Mozart, Gran Partitta, K. 361, holograph score, Library of Congress
Daniel Ginsberg, Orchestra of the Age of Enlightenment (Washington Post, December 9)
"The basset horn, which sounds with a diffuse golden tone and looks like a broken clarinet with a nozzle at the base."
-- Daniel Ginsberg, Washington Post
The inferior nature of these compositions was made explicit by the little bon-bon the three players offered as dessert, Mozart's Canonic Adagio (F major, K. 484d ). If the Gran Partitta, now dated to 1784, shows leagues of development in Mozart's compositional style over K. 375, this enigmatic miniature, from late 1785 (actually scored for two basset horns and bassoon but played here with the three basset horns), is even more striking. Certainly shaming Stadler's little ditties, the Adagio feels quite like a sort of personal experiment, Mozart exploring the counterpoint and adventurous harmony he had been studying in the music of J. S. Bach. One audience member called out for the little piece, over in a minute or two, to be played again, but he was not obliged.
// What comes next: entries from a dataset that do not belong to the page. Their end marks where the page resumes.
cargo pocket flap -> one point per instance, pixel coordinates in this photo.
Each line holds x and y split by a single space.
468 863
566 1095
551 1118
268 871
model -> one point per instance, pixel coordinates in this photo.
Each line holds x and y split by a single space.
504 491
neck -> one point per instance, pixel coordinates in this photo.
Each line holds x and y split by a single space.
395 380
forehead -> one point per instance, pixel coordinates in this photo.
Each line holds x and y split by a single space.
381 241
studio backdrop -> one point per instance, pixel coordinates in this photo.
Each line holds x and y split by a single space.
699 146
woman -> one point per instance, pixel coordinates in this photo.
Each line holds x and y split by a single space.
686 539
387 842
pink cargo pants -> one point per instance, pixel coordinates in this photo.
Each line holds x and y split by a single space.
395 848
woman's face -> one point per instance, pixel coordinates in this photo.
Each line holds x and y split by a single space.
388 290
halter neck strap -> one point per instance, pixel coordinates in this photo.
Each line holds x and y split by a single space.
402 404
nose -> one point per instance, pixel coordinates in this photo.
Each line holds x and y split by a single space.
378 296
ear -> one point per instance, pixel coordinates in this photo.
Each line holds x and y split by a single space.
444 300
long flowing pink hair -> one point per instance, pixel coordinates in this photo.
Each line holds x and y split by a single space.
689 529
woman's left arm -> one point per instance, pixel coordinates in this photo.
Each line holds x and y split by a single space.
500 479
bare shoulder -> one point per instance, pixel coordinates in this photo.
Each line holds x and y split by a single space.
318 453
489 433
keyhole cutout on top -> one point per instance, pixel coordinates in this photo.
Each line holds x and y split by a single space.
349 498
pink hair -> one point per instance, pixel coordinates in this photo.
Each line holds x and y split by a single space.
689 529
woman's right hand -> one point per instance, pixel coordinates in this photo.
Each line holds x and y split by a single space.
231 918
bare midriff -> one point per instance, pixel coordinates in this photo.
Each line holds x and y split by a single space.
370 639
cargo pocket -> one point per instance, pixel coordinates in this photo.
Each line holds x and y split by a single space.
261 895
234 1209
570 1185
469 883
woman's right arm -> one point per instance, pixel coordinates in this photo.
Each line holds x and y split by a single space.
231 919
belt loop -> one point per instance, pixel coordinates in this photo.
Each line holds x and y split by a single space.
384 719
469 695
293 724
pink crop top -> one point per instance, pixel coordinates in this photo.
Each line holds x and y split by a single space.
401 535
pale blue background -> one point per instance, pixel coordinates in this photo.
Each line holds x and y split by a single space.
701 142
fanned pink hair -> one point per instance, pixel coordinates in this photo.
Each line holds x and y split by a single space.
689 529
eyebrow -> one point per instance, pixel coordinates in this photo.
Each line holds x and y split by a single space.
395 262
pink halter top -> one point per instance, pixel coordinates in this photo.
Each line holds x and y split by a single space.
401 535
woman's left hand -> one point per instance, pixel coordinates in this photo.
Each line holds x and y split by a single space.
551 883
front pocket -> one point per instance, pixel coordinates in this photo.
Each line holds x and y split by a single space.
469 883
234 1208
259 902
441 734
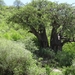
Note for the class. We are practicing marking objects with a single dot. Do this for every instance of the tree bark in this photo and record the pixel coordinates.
(43, 40)
(41, 36)
(55, 40)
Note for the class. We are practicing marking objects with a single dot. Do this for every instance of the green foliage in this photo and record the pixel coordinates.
(64, 58)
(15, 58)
(47, 53)
(29, 44)
(18, 4)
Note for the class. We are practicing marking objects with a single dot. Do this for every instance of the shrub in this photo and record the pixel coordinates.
(64, 58)
(16, 60)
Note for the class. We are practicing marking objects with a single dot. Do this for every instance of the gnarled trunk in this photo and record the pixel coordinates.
(43, 39)
(41, 36)
(55, 40)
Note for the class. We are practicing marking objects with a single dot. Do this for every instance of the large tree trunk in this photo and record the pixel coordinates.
(41, 36)
(55, 40)
(43, 39)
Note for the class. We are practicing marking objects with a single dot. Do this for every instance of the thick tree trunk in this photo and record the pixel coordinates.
(43, 39)
(41, 36)
(55, 41)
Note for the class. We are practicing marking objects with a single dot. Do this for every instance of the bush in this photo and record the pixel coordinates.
(64, 58)
(16, 60)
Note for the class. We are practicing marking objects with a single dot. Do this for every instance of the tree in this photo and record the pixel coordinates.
(40, 14)
(18, 3)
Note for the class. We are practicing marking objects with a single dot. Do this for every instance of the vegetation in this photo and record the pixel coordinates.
(37, 38)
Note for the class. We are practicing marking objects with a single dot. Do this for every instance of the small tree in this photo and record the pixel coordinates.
(18, 4)
(40, 14)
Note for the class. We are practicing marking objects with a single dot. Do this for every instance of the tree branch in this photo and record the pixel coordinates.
(66, 40)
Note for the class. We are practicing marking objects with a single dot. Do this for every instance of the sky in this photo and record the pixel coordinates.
(10, 2)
The Library of Congress owns the holograph score (page shown above) of the Gran Partitta (Serenade in B-Flat Major, K. 361), and they have published a facsimile edition of it. The critical edition, edited from the holograph and other primary sources by Neal Zaslaw and Daniel Neeson for the Neue Mozart-Ausgabe, finally dispelled the misconceptions about this work, which date back to "editions" made in the years after the composer's death. It added a level of significance to see the page in Mozart's hand in a case outside the auditorium. While the intellectual and technical qualities of this concert certainly impressed, musically one sensed something missing at times. This was typified in the Gran Partitta's glorious Adagio movement (which makes a memorable appearance in the film Amadeus), dashed off at a tempo closer to Andante than Adagio. The result was disappointingly prosaic. All, or almost all, of the surface details were there, but at times like this it was only an outside sheen.
The next concert in the Library of Congress series (December 15, 8 pm) is an all-Schumann program played by Joshua Bell (violin), Paul Neubauer (viola), Steven Isserlis (cello), and Jeremy Denk (piano).